Fig 3. Mixing Metaphors: The hero’s journey towards the mountain across the chessboard guided by the star. (Image by author and Tibbs – based on Tibbs,1999)

In this journey towards the mountain, guided by the star, our hero wanders across the chessboard as in Tibbs’ metaphor. But this time he’s not alone. He starts out o­n his own and builds a community along the way.

In this image, the star is our “enduring and guiding social role”, the reason for our being. The mountain is our challenging objective, which might be to collaborate over disciplines and paradigms to create a preferred, participatory future. The chessboard would be the strategic environment where co-creation of this future takes place with the available structures, systems, processes, tools and techniques, but also challenges and pitfalls ahead of us. The “self” is in our image, the collective self, with our diverse skills, knowledge, values, experience, strengths and weaknesses.

The adventure is both a strategic game of chess and a cyclical, spiraling heroic journey, which attracts more fellow travellers. In strategic challenges and serendipitous encounters, our hero meets helpers, enemies, wise men and women. All these contribute to strengthening the character and move our hero closer towards the mountain.

The journey is not linear. It is highly complex and impossible to predict or plan. Some things are good to know:

* Know thyself and your star

Before our hero sets out it is good to reflect on strengths, weaknesses, needs and the purpose of the journey. The star must be clear and visible. Often none of this is clear, but reflection might make it clearer. After a reflective period it is good to start – even if the mountain is not visible. Start in a direction and trust that the mountain will appear. Some heroes want to see the mountain they will climb when setting out – others prefer to trust emergence and start to wander aimlessly. Both strategies are good. The star will guide them.


* Listen to your call to adventure

Many heroes’ journeys never start since our hero doesn’t listen to their call to adventure. The mountain might seem so far away, the chessboard too confusing, or the star vague. So our hero ignores the call and stays at home. This is however often more painful than the challenges on the hero’s journey in the long run.

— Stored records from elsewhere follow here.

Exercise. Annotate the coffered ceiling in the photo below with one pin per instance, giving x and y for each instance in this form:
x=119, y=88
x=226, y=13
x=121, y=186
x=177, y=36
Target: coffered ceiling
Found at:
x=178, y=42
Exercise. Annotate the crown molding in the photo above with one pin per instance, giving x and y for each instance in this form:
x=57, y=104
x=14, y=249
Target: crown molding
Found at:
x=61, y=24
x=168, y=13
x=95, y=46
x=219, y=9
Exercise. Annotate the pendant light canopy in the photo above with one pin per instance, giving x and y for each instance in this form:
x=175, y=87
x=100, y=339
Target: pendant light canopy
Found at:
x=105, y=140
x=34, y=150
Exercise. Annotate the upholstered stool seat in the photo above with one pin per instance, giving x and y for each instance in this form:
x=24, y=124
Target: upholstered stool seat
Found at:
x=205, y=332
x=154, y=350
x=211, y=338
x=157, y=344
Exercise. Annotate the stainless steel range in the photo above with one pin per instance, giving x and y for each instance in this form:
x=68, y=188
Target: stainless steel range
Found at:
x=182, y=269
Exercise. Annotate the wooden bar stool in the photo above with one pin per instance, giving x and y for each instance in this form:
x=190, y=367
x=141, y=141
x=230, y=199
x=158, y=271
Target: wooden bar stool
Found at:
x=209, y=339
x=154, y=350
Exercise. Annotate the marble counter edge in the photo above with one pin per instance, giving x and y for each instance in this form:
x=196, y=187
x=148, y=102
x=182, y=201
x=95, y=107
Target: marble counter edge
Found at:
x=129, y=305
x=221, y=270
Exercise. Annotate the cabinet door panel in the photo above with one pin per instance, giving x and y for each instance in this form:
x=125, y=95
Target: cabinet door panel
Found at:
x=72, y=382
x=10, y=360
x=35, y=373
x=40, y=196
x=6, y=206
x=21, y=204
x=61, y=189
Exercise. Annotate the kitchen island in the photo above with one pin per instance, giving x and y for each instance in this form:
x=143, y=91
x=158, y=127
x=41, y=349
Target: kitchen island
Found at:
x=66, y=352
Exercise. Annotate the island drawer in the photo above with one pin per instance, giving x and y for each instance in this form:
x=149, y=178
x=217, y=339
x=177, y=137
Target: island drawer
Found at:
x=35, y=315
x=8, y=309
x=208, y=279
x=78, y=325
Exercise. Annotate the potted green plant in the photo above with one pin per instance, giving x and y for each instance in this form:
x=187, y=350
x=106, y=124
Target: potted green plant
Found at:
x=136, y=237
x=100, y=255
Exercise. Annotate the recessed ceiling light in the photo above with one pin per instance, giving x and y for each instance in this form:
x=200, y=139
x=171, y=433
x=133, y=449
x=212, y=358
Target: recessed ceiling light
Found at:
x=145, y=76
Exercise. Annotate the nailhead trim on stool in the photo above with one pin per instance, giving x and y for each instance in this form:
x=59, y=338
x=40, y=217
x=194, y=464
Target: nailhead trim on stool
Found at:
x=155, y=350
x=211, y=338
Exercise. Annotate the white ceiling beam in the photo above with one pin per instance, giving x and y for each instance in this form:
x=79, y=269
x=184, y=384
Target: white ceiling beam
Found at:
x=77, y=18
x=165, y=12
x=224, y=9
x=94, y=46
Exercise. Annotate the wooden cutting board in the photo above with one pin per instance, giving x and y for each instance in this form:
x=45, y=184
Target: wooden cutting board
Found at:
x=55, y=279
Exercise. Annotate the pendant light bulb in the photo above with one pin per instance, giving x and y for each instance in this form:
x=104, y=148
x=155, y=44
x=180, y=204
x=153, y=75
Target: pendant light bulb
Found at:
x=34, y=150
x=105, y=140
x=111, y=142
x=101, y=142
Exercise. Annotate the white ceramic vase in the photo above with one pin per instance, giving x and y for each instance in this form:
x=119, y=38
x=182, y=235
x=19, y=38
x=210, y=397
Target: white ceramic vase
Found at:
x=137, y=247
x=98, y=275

* Swap treasures with other wanderers

I visited the alternative business school Knowmads in Amsterdam a couple of weeks ago. Here, the curriculum emphasizes personal development as much as entrepreneurial action. Kim, one of the students I bumped into, encouraged me to exchange treasures that we had found on our respective life journeys so far. To a “knowmad”, life is a journey where you pick up treasures, and when you meet new people on your journey it is good to swap tools, magic tricks and other treasures. Kim and I swapped theories, books, stories and dreams. 

Here it’s also good to remember what Joseph Campbell said;

“The cave you fear to enter holds the treasure you seek.”


Metaphors are excellent for communicating foresight. An increasingly complex world requires new images and metaphors. Images ­can hold complexity without being too confusing. In futures, we can therefore experiment by combining, ‘hacking’ and mashing up different metaphors, futures tools and frameworks.



Campbell, J 1968, The Hero with a Thousand Faces. Princeton University Press, Princeton

Tibbs, H 1999, ‘Making the future visible: psychology, scenarios, and strategy’, paper presented to the Australian Public Service Futures Group, Canberra, 14 September 1999,

With thanks to Hardin Tibbs who helped me with the update of the image in Fig 3.